O Supremo Tribunal Federal (STF) formou maioria nesta sexta-feira (13) para manter a prisão preventiva de Daniel Vorcaro e de outros três aliados investigados no caso.

Relator do processo, o ministro André Mendonça reafirmou a decisão monocrática tomada no início de março e rejeitou os argumentos apresentados pela defesa do ex-banqueiro em recurso. Segundo o ministro, os elementos reunidos na investigação demonstram que a prisão continua sendo necessária para preservar o andamento das apurações.

Entre os pontos citados por Mendonça estão novas mensagens encontradas no celular de Vorcaro, consideradas violentas, incluindo ameaças de morte e referências a ligação com milícia. Para o relator, esse material reforça a existência de indícios consistentes que justificam a manutenção da medida cautelar.

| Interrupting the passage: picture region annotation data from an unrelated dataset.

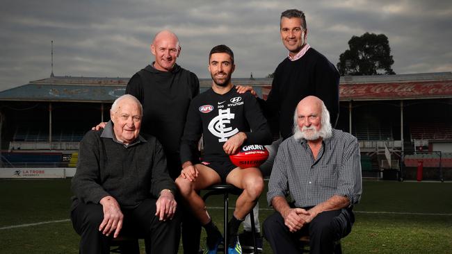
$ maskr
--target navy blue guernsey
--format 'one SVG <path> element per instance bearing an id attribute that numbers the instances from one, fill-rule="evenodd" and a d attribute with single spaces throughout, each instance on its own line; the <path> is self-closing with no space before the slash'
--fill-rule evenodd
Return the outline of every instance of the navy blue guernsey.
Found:
<path id="1" fill-rule="evenodd" d="M 197 144 L 202 135 L 203 160 L 227 160 L 229 156 L 223 146 L 239 132 L 246 134 L 244 144 L 272 142 L 267 121 L 250 92 L 239 94 L 233 87 L 226 94 L 218 94 L 211 88 L 195 97 L 190 104 L 181 142 L 181 161 L 199 162 Z"/>

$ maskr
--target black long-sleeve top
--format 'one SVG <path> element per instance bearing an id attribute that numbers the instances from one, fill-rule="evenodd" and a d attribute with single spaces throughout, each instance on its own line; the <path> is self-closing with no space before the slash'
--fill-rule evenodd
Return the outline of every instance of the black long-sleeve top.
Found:
<path id="1" fill-rule="evenodd" d="M 180 173 L 179 149 L 188 105 L 199 93 L 196 75 L 177 65 L 170 71 L 147 65 L 131 78 L 126 87 L 126 94 L 141 102 L 141 132 L 161 142 L 173 179 Z"/>
<path id="2" fill-rule="evenodd" d="M 256 99 L 239 94 L 235 87 L 225 94 L 211 88 L 193 99 L 181 142 L 181 160 L 199 162 L 197 142 L 204 142 L 204 160 L 229 160 L 223 146 L 239 132 L 247 136 L 244 144 L 268 144 L 271 133 Z"/>
<path id="3" fill-rule="evenodd" d="M 293 134 L 297 104 L 309 95 L 323 101 L 334 127 L 339 117 L 339 78 L 336 67 L 310 48 L 301 58 L 291 61 L 286 58 L 280 63 L 267 100 L 259 99 L 259 103 L 268 119 L 279 119 L 280 132 L 284 139 Z"/>

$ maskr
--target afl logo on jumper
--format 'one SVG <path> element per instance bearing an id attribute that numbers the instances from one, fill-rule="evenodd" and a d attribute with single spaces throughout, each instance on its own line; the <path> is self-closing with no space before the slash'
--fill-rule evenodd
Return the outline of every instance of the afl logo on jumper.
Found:
<path id="1" fill-rule="evenodd" d="M 209 113 L 213 110 L 213 106 L 211 105 L 204 105 L 200 107 L 200 111 L 202 113 Z"/>
<path id="2" fill-rule="evenodd" d="M 226 127 L 226 125 L 231 124 L 231 119 L 234 119 L 235 114 L 231 113 L 231 109 L 227 108 L 225 110 L 218 110 L 218 115 L 213 117 L 212 121 L 209 123 L 207 128 L 210 130 L 211 133 L 218 139 L 219 142 L 225 142 L 229 137 L 236 133 L 239 133 L 239 130 L 236 128 L 232 130 L 232 127 Z"/>
<path id="3" fill-rule="evenodd" d="M 230 101 L 233 103 L 236 103 L 241 100 L 242 100 L 242 97 L 234 97 L 231 99 Z"/>

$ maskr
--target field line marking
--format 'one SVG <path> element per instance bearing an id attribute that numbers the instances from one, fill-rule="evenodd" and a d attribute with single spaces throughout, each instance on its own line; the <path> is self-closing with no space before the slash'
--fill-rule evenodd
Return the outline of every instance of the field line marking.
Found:
<path id="1" fill-rule="evenodd" d="M 38 225 L 42 225 L 42 224 L 55 223 L 58 223 L 58 222 L 66 222 L 66 221 L 70 221 L 70 219 L 60 219 L 60 220 L 58 220 L 58 221 L 42 221 L 42 222 L 36 222 L 36 223 L 27 223 L 27 224 L 8 226 L 7 227 L 0 228 L 0 230 L 3 230 L 3 229 L 25 228 L 25 227 L 31 227 L 31 226 L 38 226 Z"/>

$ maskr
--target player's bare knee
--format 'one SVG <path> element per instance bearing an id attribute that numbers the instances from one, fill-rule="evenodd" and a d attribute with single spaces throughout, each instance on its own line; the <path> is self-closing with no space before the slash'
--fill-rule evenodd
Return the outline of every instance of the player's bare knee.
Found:
<path id="1" fill-rule="evenodd" d="M 175 182 L 176 183 L 176 187 L 177 187 L 179 192 L 183 196 L 188 196 L 190 192 L 193 190 L 191 182 L 186 178 L 183 178 L 179 176 Z"/>
<path id="2" fill-rule="evenodd" d="M 261 177 L 247 178 L 245 189 L 253 200 L 259 198 L 264 188 L 264 180 Z"/>

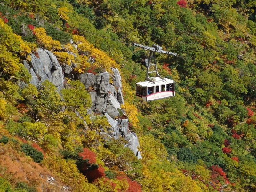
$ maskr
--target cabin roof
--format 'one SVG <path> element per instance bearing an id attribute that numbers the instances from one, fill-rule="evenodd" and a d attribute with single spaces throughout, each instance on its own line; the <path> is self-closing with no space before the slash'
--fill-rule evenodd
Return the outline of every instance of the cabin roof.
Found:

O ministro também respondeu à manifestação da Procuradoria-Geral da República (PGR), que havia argumentado que as mensagens seriam antigas e, por isso, não representariam risco atual às investigações. Mendonça afirmou que, no caso de organização criminosa, o crime possui caráter permanente, o que significa que sua consumação se estende enquanto houver associação estruturada entre os integrantes do grupo.

Na decisão, o relator ainda esclareceu que os efeitos da prisão deixam de valer para Luiz Phillipi Mourão, conhecido como “Sicário”, que morreu após ter sido detido.

A análise ocorre na Segunda Turma do STF, composta pelos ministros André Mendonça, Dias Toffoli, Kássio Nunes Marques, Gilmar Mendes e Luiz Fux. Toffoli, no entanto, optou por não participar da votação, o que abriu a possibilidade de empate no julgamento.

Caso isso ocorra, prevalece a decisão mais favorável ao investigado, o que poderia resultar na substituição da prisão preventiva por medidas alternativas, como prisão domiciliar ou uso de tornozeleira eletrônica.